Well, I spent most of my eighth grade in the library escaping from Mrs. Hennessey's eighth grade class was sort of my favorite part of it.
The school systems had the school libraries open one day a week during the summer, and so we were able to drag our radio flyer wagon from home to the school rebuild our week's supply of books. That was wonderful.
When I got old enough to go to the by Copper Queen Library, Mrs. Howe, the librarian there, kept trying to keep me out of the adult section, because I had read all those other books. And she was very serious about... you could only check out two fiction and you had to take five non-fiction. Well, I was a fiction girl, so I carried all those books home, but I never read any of those.
Well, there were no bookstores in Bisbee Arizona, there were only libraries. The Hardy Boys, Nancy Drew, The Dana Girls, those were all the books where I started. And Zane Grey, of course.

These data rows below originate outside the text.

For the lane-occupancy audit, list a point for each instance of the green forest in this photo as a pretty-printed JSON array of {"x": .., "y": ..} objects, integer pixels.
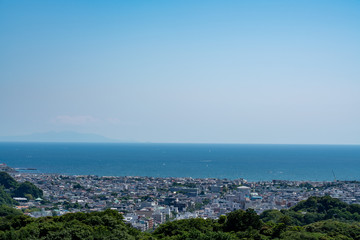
[{"x": 316, "y": 218}]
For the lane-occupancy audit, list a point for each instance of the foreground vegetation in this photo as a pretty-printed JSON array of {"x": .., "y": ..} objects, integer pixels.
[{"x": 316, "y": 218}]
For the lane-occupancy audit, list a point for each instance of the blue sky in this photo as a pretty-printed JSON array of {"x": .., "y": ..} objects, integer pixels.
[{"x": 182, "y": 71}]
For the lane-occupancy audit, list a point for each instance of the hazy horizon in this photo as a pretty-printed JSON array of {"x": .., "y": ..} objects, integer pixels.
[{"x": 247, "y": 72}]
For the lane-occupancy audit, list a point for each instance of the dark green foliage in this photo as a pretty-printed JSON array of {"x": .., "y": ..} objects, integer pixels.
[
  {"x": 10, "y": 188},
  {"x": 315, "y": 219},
  {"x": 98, "y": 225}
]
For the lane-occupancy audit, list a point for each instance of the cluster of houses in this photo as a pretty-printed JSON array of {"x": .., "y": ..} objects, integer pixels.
[{"x": 147, "y": 202}]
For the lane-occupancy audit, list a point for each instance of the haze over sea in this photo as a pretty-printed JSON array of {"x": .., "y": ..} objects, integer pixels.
[{"x": 252, "y": 162}]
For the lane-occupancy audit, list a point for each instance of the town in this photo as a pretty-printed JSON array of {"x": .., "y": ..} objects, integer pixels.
[{"x": 147, "y": 202}]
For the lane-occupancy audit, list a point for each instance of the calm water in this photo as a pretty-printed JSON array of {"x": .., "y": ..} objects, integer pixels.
[{"x": 252, "y": 162}]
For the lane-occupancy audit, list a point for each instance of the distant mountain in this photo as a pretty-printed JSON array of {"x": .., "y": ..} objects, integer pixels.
[{"x": 65, "y": 136}]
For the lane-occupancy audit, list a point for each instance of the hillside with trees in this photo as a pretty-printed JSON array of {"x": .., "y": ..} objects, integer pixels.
[
  {"x": 10, "y": 188},
  {"x": 318, "y": 218}
]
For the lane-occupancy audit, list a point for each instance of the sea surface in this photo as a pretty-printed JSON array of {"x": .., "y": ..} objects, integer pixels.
[{"x": 232, "y": 161}]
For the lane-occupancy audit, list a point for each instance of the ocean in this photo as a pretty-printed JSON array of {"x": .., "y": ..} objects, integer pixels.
[{"x": 249, "y": 161}]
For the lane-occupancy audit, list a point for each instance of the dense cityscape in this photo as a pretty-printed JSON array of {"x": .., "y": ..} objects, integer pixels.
[{"x": 147, "y": 202}]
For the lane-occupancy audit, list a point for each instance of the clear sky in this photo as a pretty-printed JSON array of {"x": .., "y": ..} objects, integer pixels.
[{"x": 182, "y": 71}]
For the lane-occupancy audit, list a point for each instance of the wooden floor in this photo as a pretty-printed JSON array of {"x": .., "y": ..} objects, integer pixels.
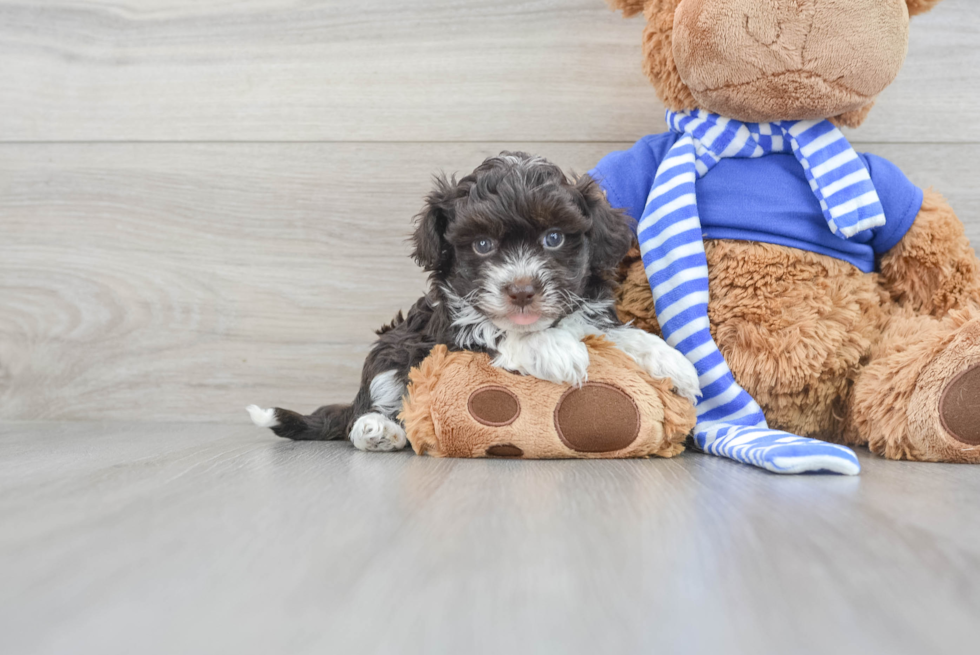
[{"x": 207, "y": 538}]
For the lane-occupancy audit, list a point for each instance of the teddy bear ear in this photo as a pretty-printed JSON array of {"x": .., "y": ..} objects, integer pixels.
[
  {"x": 921, "y": 6},
  {"x": 633, "y": 7}
]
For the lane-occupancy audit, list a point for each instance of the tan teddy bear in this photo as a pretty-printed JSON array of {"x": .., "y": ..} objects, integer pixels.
[
  {"x": 460, "y": 405},
  {"x": 870, "y": 337}
]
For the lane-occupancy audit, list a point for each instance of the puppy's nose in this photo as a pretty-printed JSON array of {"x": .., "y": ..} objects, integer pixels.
[{"x": 520, "y": 293}]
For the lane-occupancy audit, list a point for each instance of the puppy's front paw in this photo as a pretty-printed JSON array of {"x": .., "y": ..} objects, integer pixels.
[
  {"x": 682, "y": 372},
  {"x": 376, "y": 432},
  {"x": 551, "y": 355},
  {"x": 659, "y": 360}
]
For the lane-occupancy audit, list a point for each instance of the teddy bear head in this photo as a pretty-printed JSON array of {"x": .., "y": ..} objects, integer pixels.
[{"x": 770, "y": 60}]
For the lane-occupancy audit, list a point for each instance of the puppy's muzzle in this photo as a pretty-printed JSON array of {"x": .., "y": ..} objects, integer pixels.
[{"x": 521, "y": 293}]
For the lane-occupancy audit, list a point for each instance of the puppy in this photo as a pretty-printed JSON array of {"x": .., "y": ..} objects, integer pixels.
[{"x": 521, "y": 262}]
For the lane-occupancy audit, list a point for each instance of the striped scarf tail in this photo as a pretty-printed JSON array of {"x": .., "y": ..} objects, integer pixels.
[{"x": 730, "y": 423}]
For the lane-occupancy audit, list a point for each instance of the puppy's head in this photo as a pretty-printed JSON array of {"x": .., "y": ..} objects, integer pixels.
[{"x": 518, "y": 243}]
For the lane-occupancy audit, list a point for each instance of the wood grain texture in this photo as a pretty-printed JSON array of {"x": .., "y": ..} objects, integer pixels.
[
  {"x": 184, "y": 281},
  {"x": 423, "y": 70},
  {"x": 123, "y": 538}
]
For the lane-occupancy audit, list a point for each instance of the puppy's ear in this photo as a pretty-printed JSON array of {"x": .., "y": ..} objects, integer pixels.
[
  {"x": 431, "y": 250},
  {"x": 611, "y": 234}
]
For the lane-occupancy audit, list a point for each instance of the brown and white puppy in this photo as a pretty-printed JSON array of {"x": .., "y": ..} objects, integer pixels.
[{"x": 521, "y": 261}]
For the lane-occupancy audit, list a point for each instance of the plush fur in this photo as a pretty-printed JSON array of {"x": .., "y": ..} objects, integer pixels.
[
  {"x": 828, "y": 351},
  {"x": 436, "y": 412},
  {"x": 521, "y": 263}
]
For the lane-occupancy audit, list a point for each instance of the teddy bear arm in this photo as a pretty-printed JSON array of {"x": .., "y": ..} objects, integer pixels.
[{"x": 933, "y": 269}]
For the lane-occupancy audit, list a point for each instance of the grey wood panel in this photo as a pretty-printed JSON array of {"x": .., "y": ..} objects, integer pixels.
[
  {"x": 184, "y": 281},
  {"x": 468, "y": 70},
  {"x": 123, "y": 538}
]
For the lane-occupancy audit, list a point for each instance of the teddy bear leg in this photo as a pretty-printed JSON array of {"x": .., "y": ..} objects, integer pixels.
[{"x": 919, "y": 398}]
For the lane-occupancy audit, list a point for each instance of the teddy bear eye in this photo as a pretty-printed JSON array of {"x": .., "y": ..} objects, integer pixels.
[
  {"x": 484, "y": 246},
  {"x": 553, "y": 239}
]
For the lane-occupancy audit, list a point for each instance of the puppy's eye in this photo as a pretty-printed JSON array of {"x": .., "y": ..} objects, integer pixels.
[
  {"x": 553, "y": 239},
  {"x": 484, "y": 246}
]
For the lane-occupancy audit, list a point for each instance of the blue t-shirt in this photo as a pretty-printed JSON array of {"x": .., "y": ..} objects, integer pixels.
[{"x": 766, "y": 199}]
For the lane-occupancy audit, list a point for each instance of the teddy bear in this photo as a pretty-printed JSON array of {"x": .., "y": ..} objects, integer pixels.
[
  {"x": 460, "y": 405},
  {"x": 818, "y": 291}
]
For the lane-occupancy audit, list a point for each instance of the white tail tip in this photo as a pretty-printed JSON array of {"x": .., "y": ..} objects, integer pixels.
[{"x": 264, "y": 418}]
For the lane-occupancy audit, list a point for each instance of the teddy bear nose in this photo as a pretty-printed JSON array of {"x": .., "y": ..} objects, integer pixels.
[{"x": 520, "y": 293}]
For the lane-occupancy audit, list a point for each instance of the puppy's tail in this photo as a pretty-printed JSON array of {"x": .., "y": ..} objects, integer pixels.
[{"x": 325, "y": 424}]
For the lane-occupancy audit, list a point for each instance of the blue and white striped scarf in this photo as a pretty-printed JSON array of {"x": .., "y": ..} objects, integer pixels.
[{"x": 730, "y": 422}]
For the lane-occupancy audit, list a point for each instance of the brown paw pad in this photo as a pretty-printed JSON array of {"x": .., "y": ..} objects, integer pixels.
[
  {"x": 597, "y": 418},
  {"x": 504, "y": 450},
  {"x": 494, "y": 406},
  {"x": 959, "y": 407}
]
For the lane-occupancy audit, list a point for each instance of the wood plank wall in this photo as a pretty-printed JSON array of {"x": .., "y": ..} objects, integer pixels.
[{"x": 204, "y": 205}]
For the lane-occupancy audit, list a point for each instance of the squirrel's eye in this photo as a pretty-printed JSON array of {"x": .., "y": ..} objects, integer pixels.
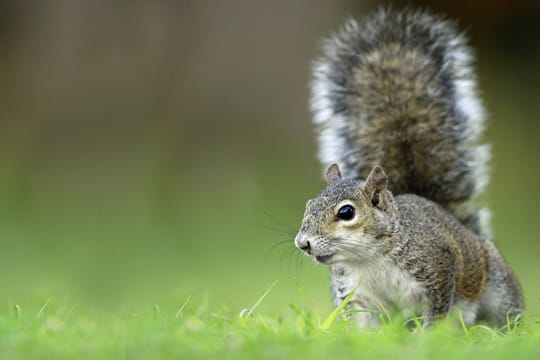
[{"x": 346, "y": 212}]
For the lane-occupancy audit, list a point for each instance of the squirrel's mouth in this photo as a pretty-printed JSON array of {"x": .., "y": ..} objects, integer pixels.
[{"x": 323, "y": 259}]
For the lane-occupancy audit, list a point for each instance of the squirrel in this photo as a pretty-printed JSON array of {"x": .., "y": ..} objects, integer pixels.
[{"x": 397, "y": 116}]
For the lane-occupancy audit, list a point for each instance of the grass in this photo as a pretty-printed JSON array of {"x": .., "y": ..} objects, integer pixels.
[{"x": 193, "y": 330}]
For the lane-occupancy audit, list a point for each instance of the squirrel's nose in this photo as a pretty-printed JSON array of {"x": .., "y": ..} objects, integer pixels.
[{"x": 303, "y": 244}]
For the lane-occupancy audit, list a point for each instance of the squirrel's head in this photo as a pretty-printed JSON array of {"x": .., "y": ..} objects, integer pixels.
[{"x": 350, "y": 220}]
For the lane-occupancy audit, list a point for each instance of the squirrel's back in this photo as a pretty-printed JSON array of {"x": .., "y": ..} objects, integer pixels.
[{"x": 398, "y": 90}]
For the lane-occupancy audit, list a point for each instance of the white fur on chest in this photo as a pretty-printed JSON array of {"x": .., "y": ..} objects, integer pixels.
[{"x": 380, "y": 285}]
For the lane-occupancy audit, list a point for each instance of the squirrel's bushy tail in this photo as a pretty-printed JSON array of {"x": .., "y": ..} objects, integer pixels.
[{"x": 398, "y": 90}]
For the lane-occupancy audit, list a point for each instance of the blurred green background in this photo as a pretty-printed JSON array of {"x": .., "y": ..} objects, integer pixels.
[{"x": 154, "y": 150}]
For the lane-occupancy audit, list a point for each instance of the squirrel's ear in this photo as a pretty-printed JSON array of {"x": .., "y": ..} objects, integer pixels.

When I was writing "Hour of the Hunter," the first Walker book, I had been away from the reservation for fifteen years. I was able to... I put in seventy interlibrary loans requests at the Newport Branch of the King County Library, and those seventy interlibrary loans really did form the basis for that book.
Libraries are places where people who are struggling can go to find respite. The ancient sacred charge of the storyteller is to beguile the time, and the time when you're laid off work and struggling is a time in need of bequiling.
Library books do that.
I'm working on next summer's Joanna Brady book. Not named yet. Haven't named the baby, but the baby will be named before I finish it.